= Well-founded semantics =

Semantics for logic programming

In computer science, the well-founded semantics is a three-valued semantics for logic programming, which gives a precise meaning to general logic programs.

==History==
The well-founded semantics was defined by Van Gelder, et al. in 1988. The Prolog system XSB implements the well-founded semantics since 1997.

==Three-valued logic==
The well-founded semantics assigns a unique model to every general logic program. However, instead of only assigning propositions true or false, it adds a third value unknown for representing ignorance.

A simple example is the logic program that encodes two propositions a and b, and in which a must be true whenever b is not and vice versa:

a :- not(b).
b :- not(a).

neither a nor b are true or false, but both have the truth value unknown.
In the two-valued stable model semantics, there are two stable models, one in which a is true and b is false, and one in which b is true and a is false.

Stratified logic programs have a 2-valued well-founded model, in which every proposition is either true or false.
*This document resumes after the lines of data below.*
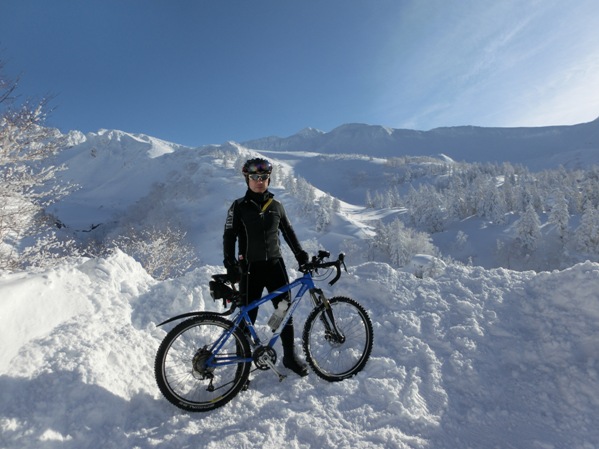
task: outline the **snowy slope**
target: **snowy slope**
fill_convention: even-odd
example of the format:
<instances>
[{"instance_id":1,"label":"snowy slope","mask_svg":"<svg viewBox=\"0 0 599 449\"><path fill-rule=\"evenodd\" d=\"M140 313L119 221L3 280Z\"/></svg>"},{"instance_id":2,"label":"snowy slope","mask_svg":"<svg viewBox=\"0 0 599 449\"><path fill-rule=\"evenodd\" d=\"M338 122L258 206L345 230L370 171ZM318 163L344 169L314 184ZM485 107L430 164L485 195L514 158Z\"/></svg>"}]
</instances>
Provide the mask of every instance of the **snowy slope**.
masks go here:
<instances>
[{"instance_id":1,"label":"snowy slope","mask_svg":"<svg viewBox=\"0 0 599 449\"><path fill-rule=\"evenodd\" d=\"M587 149L597 148L591 125L579 125ZM357 128L346 126L338 142L351 141ZM517 135L534 141L562 128ZM446 132L487 135L475 131ZM381 133L395 131L376 129L373 138ZM296 140L325 135L305 130ZM599 447L599 264L590 262L539 273L449 265L420 279L350 258L349 274L333 289L321 286L371 313L375 346L362 373L337 384L315 375L280 384L257 372L250 390L222 409L176 409L153 378L165 334L156 323L219 310L207 282L222 271L226 209L245 189L232 161L255 150L232 142L186 148L120 131L69 137L60 162L69 166L65 179L81 187L51 210L67 232L175 221L185 225L200 263L163 282L120 252L42 272L0 272L0 448ZM469 139L455 138L462 154L476 154ZM284 186L273 185L310 252L336 252L343 238L367 234L374 214L397 212L361 206L365 189L387 182L377 155L288 150L271 146L262 154L319 195L343 201L332 228L319 234ZM553 159L568 165L597 155L576 151L574 159L570 149ZM526 160L511 156L505 160ZM470 225L471 241L482 240ZM268 312L259 317L263 329ZM307 313L300 308L298 328Z\"/></svg>"},{"instance_id":2,"label":"snowy slope","mask_svg":"<svg viewBox=\"0 0 599 449\"><path fill-rule=\"evenodd\" d=\"M532 169L555 168L581 152L599 163L599 119L572 126L481 128L458 126L430 131L393 129L360 123L330 132L303 130L284 137L243 142L258 150L358 153L378 157L447 154L456 161L518 161Z\"/></svg>"},{"instance_id":3,"label":"snowy slope","mask_svg":"<svg viewBox=\"0 0 599 449\"><path fill-rule=\"evenodd\" d=\"M330 384L315 375L279 383L256 372L250 390L224 408L186 414L154 383L164 336L156 323L219 310L206 289L219 269L203 266L160 283L117 253L3 275L0 335L13 350L0 359L0 447L599 442L597 264L539 274L450 266L425 279L384 264L351 267L327 290L359 299L371 313L375 347L362 373Z\"/></svg>"}]
</instances>

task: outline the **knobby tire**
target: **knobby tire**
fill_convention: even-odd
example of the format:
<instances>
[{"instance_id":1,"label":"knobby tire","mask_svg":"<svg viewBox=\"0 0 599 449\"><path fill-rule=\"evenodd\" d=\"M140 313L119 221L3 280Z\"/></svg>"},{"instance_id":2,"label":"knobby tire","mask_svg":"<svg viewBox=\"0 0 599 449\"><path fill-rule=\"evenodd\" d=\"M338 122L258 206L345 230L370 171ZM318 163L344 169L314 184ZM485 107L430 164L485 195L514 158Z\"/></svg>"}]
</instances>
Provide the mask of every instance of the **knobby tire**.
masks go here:
<instances>
[{"instance_id":1,"label":"knobby tire","mask_svg":"<svg viewBox=\"0 0 599 449\"><path fill-rule=\"evenodd\" d=\"M374 331L368 313L357 301L346 297L329 299L335 325L345 337L339 341L331 331L324 304L306 319L302 336L306 361L312 370L329 382L347 379L361 371L372 352Z\"/></svg>"},{"instance_id":2,"label":"knobby tire","mask_svg":"<svg viewBox=\"0 0 599 449\"><path fill-rule=\"evenodd\" d=\"M182 321L166 335L156 353L154 372L169 402L189 412L205 412L225 405L239 393L247 383L251 362L233 361L215 368L203 363L212 355L207 348L232 328L231 321L205 313ZM232 332L216 359L226 357L251 357L241 330Z\"/></svg>"}]
</instances>

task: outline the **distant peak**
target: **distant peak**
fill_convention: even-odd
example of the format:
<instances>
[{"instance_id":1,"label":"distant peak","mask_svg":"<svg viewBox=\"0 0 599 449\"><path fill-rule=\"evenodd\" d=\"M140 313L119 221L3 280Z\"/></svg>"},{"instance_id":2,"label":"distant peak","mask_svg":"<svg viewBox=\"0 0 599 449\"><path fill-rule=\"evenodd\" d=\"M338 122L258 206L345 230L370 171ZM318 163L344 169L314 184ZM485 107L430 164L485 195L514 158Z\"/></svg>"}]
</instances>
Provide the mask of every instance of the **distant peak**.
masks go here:
<instances>
[{"instance_id":1,"label":"distant peak","mask_svg":"<svg viewBox=\"0 0 599 449\"><path fill-rule=\"evenodd\" d=\"M300 137L313 137L313 136L320 136L322 134L325 134L325 132L308 126L307 128L304 128L301 131L299 131L298 133L296 133L295 135L300 136Z\"/></svg>"}]
</instances>

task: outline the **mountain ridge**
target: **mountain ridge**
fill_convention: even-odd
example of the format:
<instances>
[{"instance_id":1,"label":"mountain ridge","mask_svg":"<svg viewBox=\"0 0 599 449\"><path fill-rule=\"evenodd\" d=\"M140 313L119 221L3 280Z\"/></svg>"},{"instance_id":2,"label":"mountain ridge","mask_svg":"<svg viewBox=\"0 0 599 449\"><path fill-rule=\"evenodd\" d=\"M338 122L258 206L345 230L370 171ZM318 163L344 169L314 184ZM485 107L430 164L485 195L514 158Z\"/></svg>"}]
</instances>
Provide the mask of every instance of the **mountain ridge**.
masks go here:
<instances>
[{"instance_id":1,"label":"mountain ridge","mask_svg":"<svg viewBox=\"0 0 599 449\"><path fill-rule=\"evenodd\" d=\"M599 118L576 125L486 128L455 126L429 131L394 129L361 123L343 124L329 132L269 136L241 144L255 150L360 153L378 157L435 156L456 161L505 162L527 155L531 169L555 168L557 154L599 149Z\"/></svg>"}]
</instances>

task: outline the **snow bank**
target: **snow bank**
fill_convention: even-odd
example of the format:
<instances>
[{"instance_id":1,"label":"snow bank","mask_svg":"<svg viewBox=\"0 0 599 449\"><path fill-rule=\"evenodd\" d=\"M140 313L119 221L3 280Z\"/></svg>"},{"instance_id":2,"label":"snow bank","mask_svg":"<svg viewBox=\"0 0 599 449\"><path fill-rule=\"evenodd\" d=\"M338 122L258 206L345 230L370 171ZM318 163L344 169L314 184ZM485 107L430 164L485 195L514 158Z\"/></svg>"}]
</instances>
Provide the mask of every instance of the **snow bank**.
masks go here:
<instances>
[{"instance_id":1,"label":"snow bank","mask_svg":"<svg viewBox=\"0 0 599 449\"><path fill-rule=\"evenodd\" d=\"M552 273L350 267L329 288L371 313L366 369L341 383L252 374L187 414L154 382L177 313L218 310L203 266L156 282L123 253L0 276L0 447L591 448L599 442L599 265ZM300 307L301 326L308 308ZM259 317L267 315L263 311ZM267 316L264 316L266 319ZM300 332L296 329L299 341Z\"/></svg>"}]
</instances>

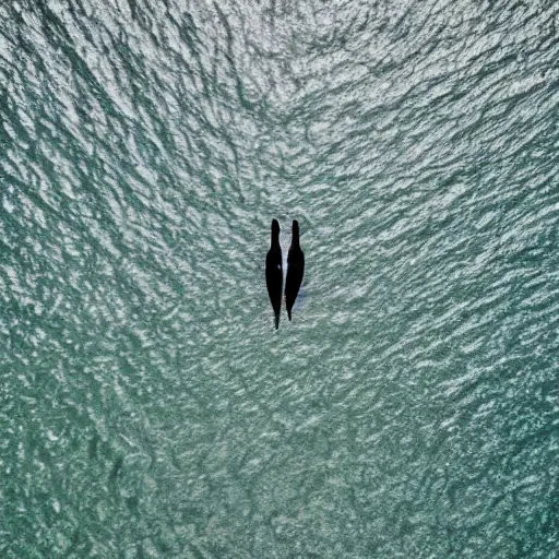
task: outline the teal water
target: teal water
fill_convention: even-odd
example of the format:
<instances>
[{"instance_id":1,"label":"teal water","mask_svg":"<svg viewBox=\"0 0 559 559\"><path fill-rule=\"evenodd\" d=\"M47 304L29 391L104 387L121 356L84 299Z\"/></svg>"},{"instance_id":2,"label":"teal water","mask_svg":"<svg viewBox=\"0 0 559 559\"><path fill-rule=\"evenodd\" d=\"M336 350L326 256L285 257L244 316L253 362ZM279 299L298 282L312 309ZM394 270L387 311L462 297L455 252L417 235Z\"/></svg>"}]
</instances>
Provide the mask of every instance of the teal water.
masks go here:
<instances>
[{"instance_id":1,"label":"teal water","mask_svg":"<svg viewBox=\"0 0 559 559\"><path fill-rule=\"evenodd\" d=\"M559 557L558 17L1 3L0 557Z\"/></svg>"}]
</instances>

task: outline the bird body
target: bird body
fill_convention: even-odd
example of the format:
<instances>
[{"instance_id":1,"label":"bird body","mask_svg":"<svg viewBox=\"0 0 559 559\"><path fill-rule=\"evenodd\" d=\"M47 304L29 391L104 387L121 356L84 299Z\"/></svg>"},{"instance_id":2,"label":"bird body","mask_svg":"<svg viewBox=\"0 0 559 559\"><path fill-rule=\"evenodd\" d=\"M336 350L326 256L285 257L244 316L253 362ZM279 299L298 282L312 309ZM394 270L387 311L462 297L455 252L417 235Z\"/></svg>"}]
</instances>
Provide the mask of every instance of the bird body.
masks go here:
<instances>
[{"instance_id":1,"label":"bird body","mask_svg":"<svg viewBox=\"0 0 559 559\"><path fill-rule=\"evenodd\" d=\"M282 310L283 288L282 247L280 246L280 224L272 221L272 239L266 254L266 287L270 302L274 309L275 328L280 326L280 311Z\"/></svg>"}]
</instances>

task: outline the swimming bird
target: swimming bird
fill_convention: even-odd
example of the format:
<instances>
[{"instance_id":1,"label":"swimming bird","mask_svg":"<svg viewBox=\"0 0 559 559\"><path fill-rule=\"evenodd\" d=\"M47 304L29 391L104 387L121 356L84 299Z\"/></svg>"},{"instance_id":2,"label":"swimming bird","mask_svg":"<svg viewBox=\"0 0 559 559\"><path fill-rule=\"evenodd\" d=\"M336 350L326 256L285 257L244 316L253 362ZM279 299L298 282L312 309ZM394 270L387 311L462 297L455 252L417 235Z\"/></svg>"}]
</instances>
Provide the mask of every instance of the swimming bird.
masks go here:
<instances>
[{"instance_id":1,"label":"swimming bird","mask_svg":"<svg viewBox=\"0 0 559 559\"><path fill-rule=\"evenodd\" d=\"M287 278L285 280L285 306L287 317L292 320L292 309L299 293L305 272L305 254L299 243L299 222L293 221L292 246L287 252Z\"/></svg>"},{"instance_id":2,"label":"swimming bird","mask_svg":"<svg viewBox=\"0 0 559 559\"><path fill-rule=\"evenodd\" d=\"M280 246L280 224L272 219L272 242L266 254L266 286L270 302L274 309L275 329L280 326L280 311L282 310L282 287L284 273L282 269L282 247Z\"/></svg>"}]
</instances>

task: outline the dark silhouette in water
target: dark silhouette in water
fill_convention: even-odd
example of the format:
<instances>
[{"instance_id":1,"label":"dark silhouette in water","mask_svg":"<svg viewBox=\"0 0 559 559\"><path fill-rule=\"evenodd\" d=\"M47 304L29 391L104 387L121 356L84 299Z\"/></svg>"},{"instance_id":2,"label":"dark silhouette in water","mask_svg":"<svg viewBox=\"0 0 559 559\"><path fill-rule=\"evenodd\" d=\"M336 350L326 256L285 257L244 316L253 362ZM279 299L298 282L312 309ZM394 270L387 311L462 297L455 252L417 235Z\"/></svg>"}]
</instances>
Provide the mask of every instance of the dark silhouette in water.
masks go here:
<instances>
[{"instance_id":1,"label":"dark silhouette in water","mask_svg":"<svg viewBox=\"0 0 559 559\"><path fill-rule=\"evenodd\" d=\"M287 253L287 278L285 280L285 306L292 320L292 309L299 293L305 272L305 254L299 245L299 222L293 221L292 246Z\"/></svg>"},{"instance_id":2,"label":"dark silhouette in water","mask_svg":"<svg viewBox=\"0 0 559 559\"><path fill-rule=\"evenodd\" d=\"M275 329L280 326L280 311L282 310L282 284L284 274L282 270L282 247L280 247L280 224L272 221L272 242L266 254L266 286L270 301L275 314Z\"/></svg>"}]
</instances>

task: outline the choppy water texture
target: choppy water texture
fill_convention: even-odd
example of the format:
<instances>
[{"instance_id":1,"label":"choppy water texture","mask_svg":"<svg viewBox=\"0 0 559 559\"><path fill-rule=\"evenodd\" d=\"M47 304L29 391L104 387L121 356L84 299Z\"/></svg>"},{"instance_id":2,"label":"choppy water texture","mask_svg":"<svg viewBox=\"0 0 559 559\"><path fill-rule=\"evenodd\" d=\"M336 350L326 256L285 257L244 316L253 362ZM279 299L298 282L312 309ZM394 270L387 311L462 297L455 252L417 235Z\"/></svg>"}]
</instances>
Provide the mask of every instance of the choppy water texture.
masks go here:
<instances>
[{"instance_id":1,"label":"choppy water texture","mask_svg":"<svg viewBox=\"0 0 559 559\"><path fill-rule=\"evenodd\" d=\"M0 556L559 557L558 19L2 2Z\"/></svg>"}]
</instances>

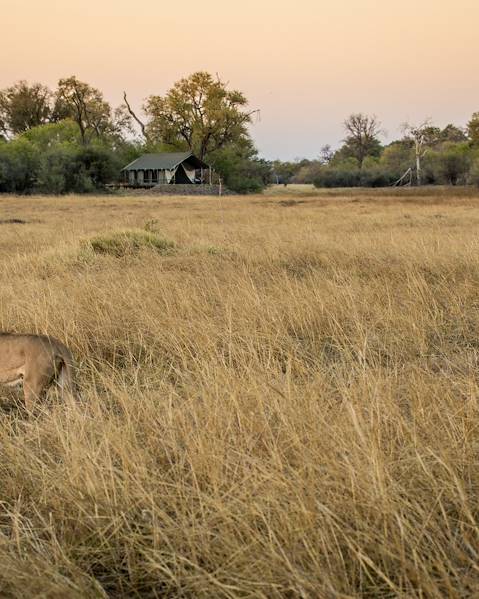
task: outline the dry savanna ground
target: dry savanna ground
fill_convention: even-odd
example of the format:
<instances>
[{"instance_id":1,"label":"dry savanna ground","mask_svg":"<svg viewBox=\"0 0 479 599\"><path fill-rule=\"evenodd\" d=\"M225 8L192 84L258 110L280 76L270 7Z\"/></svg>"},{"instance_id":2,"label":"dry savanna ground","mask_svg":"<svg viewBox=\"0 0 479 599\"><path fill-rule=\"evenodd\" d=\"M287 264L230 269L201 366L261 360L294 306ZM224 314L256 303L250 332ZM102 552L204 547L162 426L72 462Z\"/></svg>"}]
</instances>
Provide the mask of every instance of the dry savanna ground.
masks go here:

This coincides with the unique stable model of the program. The well-founded semantics can be viewed as a three-valued version of the stable model semantics.

==Complexity ==
In 1989, Van Gelder suggested an algorithm to compute the well-founded semantics of a propositional logic program whose time complexity is quadratic in the size of the program. As of 2001, no general subquadratic algorithm for the problem was known.